Qu’ils soient équipés de deux ou de trois roues, les vélos-cargos commencent à se faire une place dans le paysage urbain. Ils se distinguent par un grand bac noir situé à l’avant ou à l’arrière et permettent de circuler avec des enfants, de faciliter les livraisons ou de transporter jusqu’à 100 kg de matériel. En 2017, environ 400 véhicules de ce type se sont vendus en Suisse. De l’avis de l’association Pro Velo, «il s’agit d’une belle surprise, puisque ce type de vélo a le potentiel de remplacer le trafic automobile».

Autre moteur de cet engouement pour ces véhicules: le réseau de partage Carvelo2go.
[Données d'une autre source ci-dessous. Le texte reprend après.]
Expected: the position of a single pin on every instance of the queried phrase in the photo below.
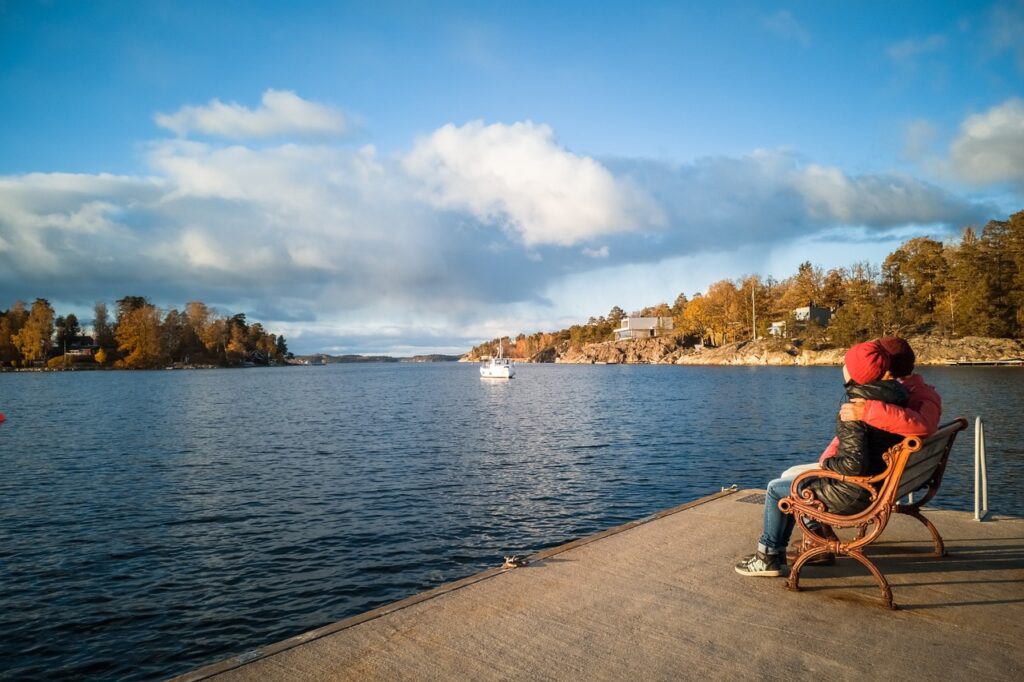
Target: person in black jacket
(860, 448)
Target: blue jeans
(777, 526)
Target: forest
(139, 336)
(970, 286)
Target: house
(802, 316)
(642, 328)
(82, 345)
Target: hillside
(930, 350)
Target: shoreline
(930, 350)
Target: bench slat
(921, 467)
(907, 486)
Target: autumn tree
(138, 337)
(11, 323)
(34, 340)
(101, 329)
(67, 331)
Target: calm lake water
(153, 522)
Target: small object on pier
(514, 562)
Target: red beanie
(866, 361)
(901, 354)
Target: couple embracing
(887, 402)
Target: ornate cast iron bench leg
(887, 593)
(940, 548)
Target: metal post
(980, 472)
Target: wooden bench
(911, 465)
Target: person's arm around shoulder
(921, 417)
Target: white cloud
(518, 176)
(830, 196)
(281, 113)
(785, 26)
(473, 228)
(1007, 28)
(990, 145)
(905, 51)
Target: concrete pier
(658, 599)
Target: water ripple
(153, 522)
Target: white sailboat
(498, 368)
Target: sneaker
(760, 563)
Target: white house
(642, 328)
(808, 313)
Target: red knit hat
(901, 354)
(866, 361)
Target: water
(153, 522)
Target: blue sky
(404, 177)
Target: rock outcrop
(665, 350)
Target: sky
(402, 178)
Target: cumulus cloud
(785, 26)
(990, 145)
(519, 176)
(468, 228)
(281, 113)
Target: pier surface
(658, 599)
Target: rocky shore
(670, 350)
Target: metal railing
(980, 472)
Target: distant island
(322, 358)
(957, 301)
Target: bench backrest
(925, 460)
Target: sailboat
(498, 368)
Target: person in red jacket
(920, 417)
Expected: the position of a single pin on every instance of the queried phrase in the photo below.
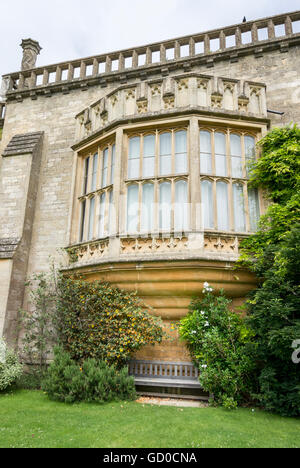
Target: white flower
(207, 288)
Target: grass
(29, 419)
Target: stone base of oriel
(168, 287)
Cette initiative emmenée par le Touring Club Suisse et le fonds de soutien Engagement Migros propose un service similaire à la solution de partage de voitures Mobility. Depuis son lancement en 2015, le nombre d’utilisateurs a doublé chaque année pour atteindre un total de 10 791 fin 2018. Environ 250 vélos-cargos sont répartis dans les 53 villes et communes qui participent au projet. Pour Romain Marandet, codirecteur du magasin Cyclable, le vélo-cargo, en libre service ou en propre, devait être un produit phare de l’année 2019. «Depuis une année, nous observons une forte demande pour ce produit. Certains de nos acheteurs préfèrent acquérir un vélo-cargo au lieu d’acheter une deuxième voiture.»

Fabien Plotnikowa, de l’enseigne Veloland, estime pour sa part que l’engouement risque de vite s’essouffler. L’entrepreneur souligne la taille et le poids imposants de ce véhicule. «Imaginez la place que prend ce type de vélo dans un garage ou à l’intérieur de la maison. Ils peuvent être intéressants pour transporter des enfants, mais ils restent particulièrement onéreux, avec un prix de base d’environ 5000 francs.»